Update: watch out if you use this

(This was probably a stupid idea anyway.)

This has the side effect that server sets response Content-Type to whatever the first value in the request's Accept header is! (E.g. text/plain instead of the correct application/json.)

After noticing that, I got rid of this customisation and settled went with Spring's default behaviour (respond with 415 error if request does not have correct Content-Type).


Original answer:

MappingJackson2HttpMessageConverter javadocs state that:

By default, this converter supports application/json and application/*+json. This can be overridden by setting the supportedMediaTypes property.

...which pointed me towards a pretty simple solution that seems to work.
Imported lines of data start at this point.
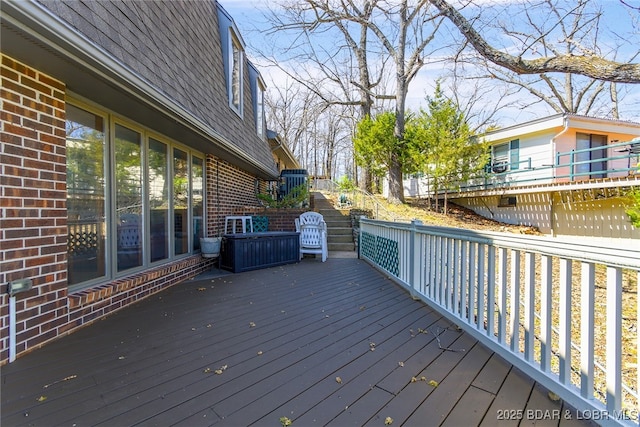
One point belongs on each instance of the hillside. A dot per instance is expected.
(457, 216)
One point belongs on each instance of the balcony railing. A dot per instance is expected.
(619, 160)
(564, 312)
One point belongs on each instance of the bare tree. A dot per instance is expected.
(584, 60)
(338, 72)
(577, 24)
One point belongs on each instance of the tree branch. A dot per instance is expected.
(588, 65)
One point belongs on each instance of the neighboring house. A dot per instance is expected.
(129, 130)
(565, 174)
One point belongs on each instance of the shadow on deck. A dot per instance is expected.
(332, 343)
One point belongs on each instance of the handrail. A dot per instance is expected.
(565, 167)
(564, 312)
(360, 199)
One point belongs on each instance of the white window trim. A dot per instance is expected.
(235, 44)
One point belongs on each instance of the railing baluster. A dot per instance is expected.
(464, 298)
(614, 337)
(491, 290)
(502, 288)
(515, 301)
(455, 304)
(564, 327)
(464, 272)
(450, 274)
(473, 268)
(587, 300)
(480, 290)
(546, 298)
(529, 305)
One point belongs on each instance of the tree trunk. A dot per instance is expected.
(396, 193)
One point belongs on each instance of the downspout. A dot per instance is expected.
(553, 162)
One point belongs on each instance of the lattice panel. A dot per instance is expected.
(387, 255)
(84, 243)
(368, 245)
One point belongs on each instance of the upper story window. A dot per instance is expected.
(233, 58)
(257, 95)
(505, 157)
(260, 128)
(235, 74)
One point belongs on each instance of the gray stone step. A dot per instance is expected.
(341, 247)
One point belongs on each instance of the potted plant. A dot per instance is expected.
(210, 246)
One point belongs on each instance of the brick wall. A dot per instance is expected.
(229, 189)
(33, 227)
(33, 215)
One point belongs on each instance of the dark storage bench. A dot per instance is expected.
(251, 251)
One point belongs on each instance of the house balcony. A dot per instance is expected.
(611, 168)
(335, 343)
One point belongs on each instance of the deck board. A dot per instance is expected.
(284, 335)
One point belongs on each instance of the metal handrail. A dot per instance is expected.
(359, 199)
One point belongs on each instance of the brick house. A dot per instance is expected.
(129, 130)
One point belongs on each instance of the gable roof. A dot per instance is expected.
(158, 63)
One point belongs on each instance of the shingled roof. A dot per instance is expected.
(157, 62)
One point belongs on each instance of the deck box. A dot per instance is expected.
(251, 251)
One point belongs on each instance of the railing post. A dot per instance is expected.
(571, 165)
(414, 267)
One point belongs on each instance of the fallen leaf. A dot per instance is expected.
(70, 377)
(553, 396)
(285, 421)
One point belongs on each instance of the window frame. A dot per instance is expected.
(110, 121)
(233, 73)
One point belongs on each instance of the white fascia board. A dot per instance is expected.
(35, 20)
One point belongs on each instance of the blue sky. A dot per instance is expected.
(249, 18)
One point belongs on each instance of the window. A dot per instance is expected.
(132, 199)
(128, 193)
(257, 95)
(235, 74)
(158, 191)
(197, 199)
(86, 196)
(260, 111)
(180, 201)
(506, 156)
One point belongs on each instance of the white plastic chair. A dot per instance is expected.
(313, 234)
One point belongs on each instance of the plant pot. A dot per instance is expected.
(210, 246)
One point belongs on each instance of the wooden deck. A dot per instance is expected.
(332, 343)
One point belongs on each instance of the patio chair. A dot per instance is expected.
(313, 234)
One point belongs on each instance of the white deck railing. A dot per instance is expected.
(564, 312)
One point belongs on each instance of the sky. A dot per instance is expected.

In main Application class:

@Bean
public MappingJackson2HttpMessageConverter mappingJackson2HttpMessageConverter() {
    MappingJackson2HttpMessageConverter converter = 
        new MappingJackson2HttpMessageConverter(new CustomObjectMapper());
    converter.setSupportedMediaTypes(Arrays.asList(MediaType.ALL));
    return converter;
}

(CustomObjectMapper is related to other Jackson customisations I have; that contructor parameter is optional.)

This does affect all requests, but so far I don't see a problem with that in my app. If this became a problem, I'd probably just switch the @RequestBody parameter into String, and deserialise it manually.